We spoke about this in the shipper project team meeting, and the vtprotobuf implementation is so much faster that it seems obvious that we should use it. It is however not compatible with messages serialized using the default protobuf compiler: https://github.com/planetscale/vtprotobuf#mixing-protobuf-implementations-with-grpc
One way to take advantage of the vtprotobuf optimizations for Go code that can use it is to keep the existing protobuf message definitions, but also support the "wrapped JSON" message proposed in the issue description for clients that can't support an optimizied protobuf implementation. #288 (comment)

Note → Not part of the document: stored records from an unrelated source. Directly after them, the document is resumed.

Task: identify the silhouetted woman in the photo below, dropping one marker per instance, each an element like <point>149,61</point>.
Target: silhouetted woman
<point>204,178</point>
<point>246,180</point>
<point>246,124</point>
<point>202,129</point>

This would allow us to use the fastest implementation for the majority of the shipper clients which will be Beats or other Go processes but gives us a fallback for clients like endpoint security that wouldn't be compatible with the optimized vtprotobuf RPC. There was general support of this approach.
@leehinman one thing I'm not sure we considered is that in the real system Beats will be converting from beat.Event
-> protobuf
and then from protobuf
-> beat.Event
again on the server side.
Should we benchmark the performance of these beat.Event
conversions specifically? Or are you confident that you benchmark accurately represents the performance we'll see already?

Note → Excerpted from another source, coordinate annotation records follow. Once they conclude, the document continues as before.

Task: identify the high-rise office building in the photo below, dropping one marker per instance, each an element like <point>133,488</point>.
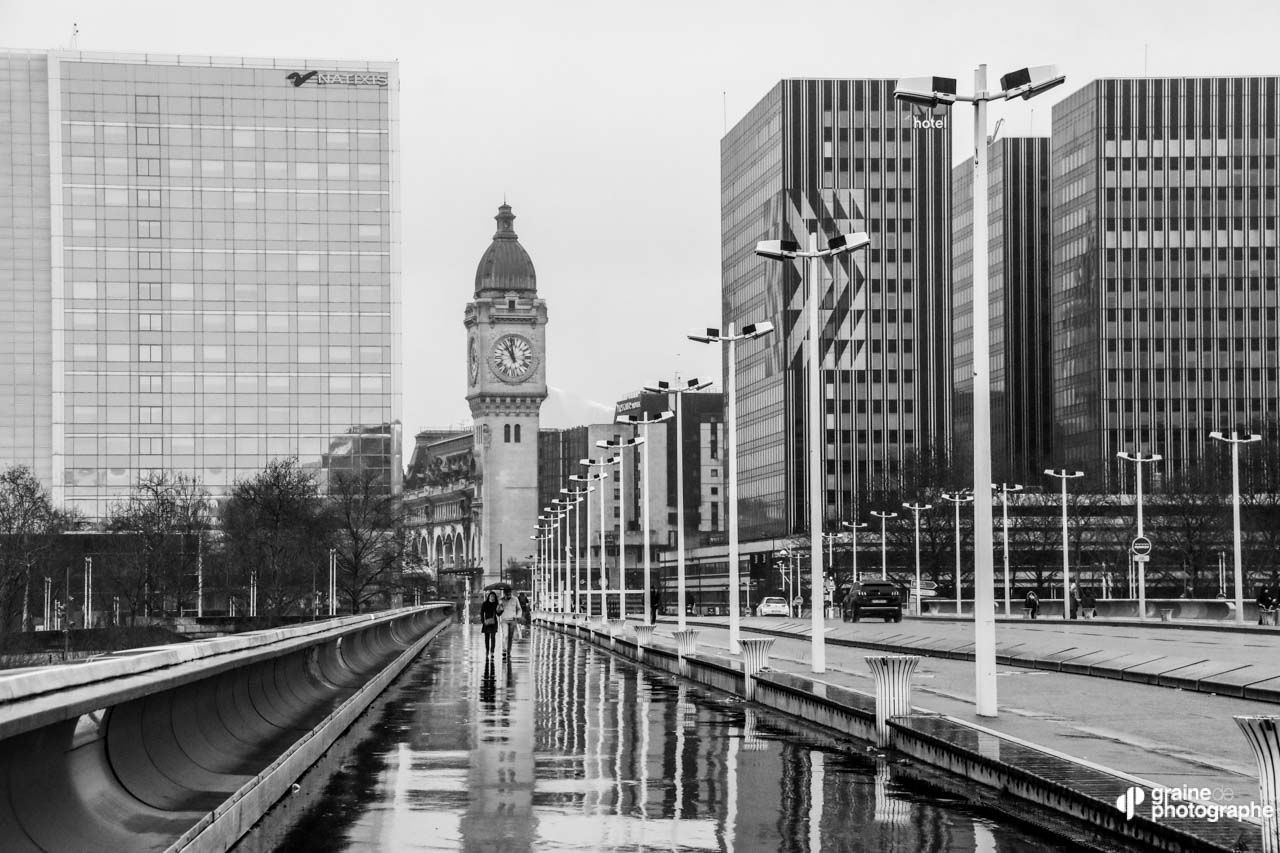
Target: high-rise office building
<point>837,155</point>
<point>1019,299</point>
<point>1164,204</point>
<point>200,268</point>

from elastic-agent-shipper.
@leehinman one thing I'm not sure we considered is that in the real system Beats will be converting from
beat.Event
->protobuf
and then fromprotobuf
->beat.Event
again on the server side.Should we benchmark the performance of these
beat.Event
conversions specifically? Or are you confident that you benchmark accurately represents the performance we'll see already?
The tests include Marshal & Unmarshal so messages.Event -> Marshal -> UnMarshal -> messages.Event:
func rtMessagesEvent(m *messages.Event) {
b, err := proto.Marshal(m)
if err != nil {
panic(err)
}
new := messages.Event{}
err = proto.Unmarshal(b, &new)
if err != nil {
panic(err)
}
}
We could test beat.Event -> messages.Event -> Marshal -> UnMarshal -> messages.Event -> beat.Event, but I think the largest time is spent Marshal/Unmarshal.
from elastic-agent-shipper.
The conversion from beat.Event
to messages.Event
is fairly complex so I think it is worth testing:
The conversion of the mapstrs to messages.Struct
might be quite costly.
from elastic-agent-shipper.
Results adding beat.Event conversion
Updated code at https://github.com/leehinman/elastic-agent-shipper-client/tree/vtprotobuf
New test case is called BeatVTmessageEvent
Raw Results
% go test -bench=. -benchmem -benchtime 15s -timeout 30m
goos: darwin
goarch: arm64
pkg: github.com/elastic/elastic-agent-shipper-client/benchmark
BenchmarkMarshalUnmarshal/SingleOriginalProtobuf-10 4322 4049273 ns/op 1736506 B/op 43560 allocs/op
BenchmarkMarshalUnmarshal/SingleVTProtobuf-10 13071 1372157 ns/op 1243713 B/op 27060 allocs/op
BenchmarkMarshalUnmarshal/SingleMapStrGoJSON-10 10000 1562388 ns/op 1106850 B/op 19332 allocs/op
BenchmarkMarshalUnmarshal/SingleBeatVTmessageEvent-10 6410 2809052 ns/op 2827978 B/op 57088 allocs/op
BenchmarkMarshalUnmarshal/MultiOriginalProtobuf-10 1418 12723039 ns/op 5403007 B/op 138160 allocs/op
BenchmarkMarshalUnmarshal/MultiVTProtobuf-10 4140 4368486 ns/op 3840886 B/op 83660 allocs/op
BenchmarkMarshalUnmarshal/MultiMapStrGoJSON-10 3626 4912205 ns/op 3499173 B/op 60677 allocs/op
BenchmarkMarshalUnmarshal/MultiBeatVTmessageEvent-10 2091 8558858 ns/op 8751094 B/op 174991 allocs/op
PASS
ok github.com/elastic/elastic-agent-shipper-client/benchmark 159.178s
Observations
- Adding the beat.Event conversions was pretty close to doubling ns/op (VTProtobuf vs BeatVTmessageEvent)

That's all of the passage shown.